Telling people what to do has gotten him far in his career, and my mom lets him get away with it at home, but there’s no way I’m going to let him rule my life now that I’m so close to having the chance to live it on my own, but first I have to graduate.
“I’ve got a bunch of catalogues for you,” says my father as we head through the foyer.
“Oh? Art catalogues?” I’m ribbing him, because he’d never send away for something like that.
“Law schools, Princess. Dean Ascott says your grades are looking good. And if you win that award, that will look good on an application.”
“Dad, we have to talk about that.”
I hear the sound of sports announcer coming from the den.
“We have lots of time to enjoy this weekend. Why don’t you settle in first,” he says, pausing at the foot of the stairs. I can tell he wants to get back to the den, and I’m not exactly thrilled to broach the subject of my plans to move to the East Village.
“Sure.”
My mom is halfway up the steps with my small tote bag. I follow her up to my room.
My mom keeps my room exactly as it was when I’d graduated high school, except it’s cleaner and my make up and nail polish bottles no longer litter my mirrored dressing table. Everything is still white, just on the tasteful side of frilly, with splashes of rose pink in the throw pillows and blankets. The white duvet has tiny pink roses embroidered into it. My middle name is Rose and so my mother found myriad ways to work that into her design schemes for my life.

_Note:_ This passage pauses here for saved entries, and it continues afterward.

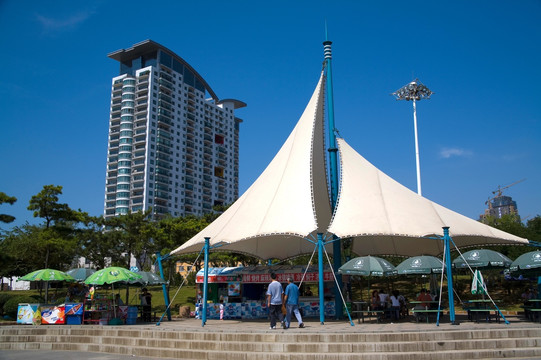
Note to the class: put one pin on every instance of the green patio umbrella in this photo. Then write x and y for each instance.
(482, 258)
(368, 266)
(148, 278)
(80, 274)
(528, 264)
(110, 276)
(420, 265)
(47, 275)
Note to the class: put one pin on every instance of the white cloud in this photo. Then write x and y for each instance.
(50, 24)
(447, 153)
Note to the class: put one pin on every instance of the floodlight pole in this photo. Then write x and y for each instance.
(205, 282)
(417, 161)
(414, 91)
(333, 162)
(164, 287)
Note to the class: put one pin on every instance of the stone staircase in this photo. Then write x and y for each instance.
(181, 343)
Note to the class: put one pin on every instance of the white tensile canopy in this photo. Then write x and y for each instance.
(385, 218)
(287, 203)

“I’m so glad you’re home,” she says placing the lighter of my bags onto my bed. She turns to me and her eyes are glistening though she is smiling. I’m not up for a tearful reunion. I sigh and drop the suitcase I’m carrying beside my closet door, and say, “Me too.”
I told myself on the train ride up that I’d make this a good family holiday, with no fights and drama. I’d show my parents I’d matured and was ready to take on my independent life. Independent from them. My relationship with Logan has given me a new sense of confidence, and freedom. With it, I feel a growing sense of responsibility toward my parents, not to do what they wanted, but to try to respect their choices in life so that I might expect them to one day respect mine. Maybe not at first, but eventually.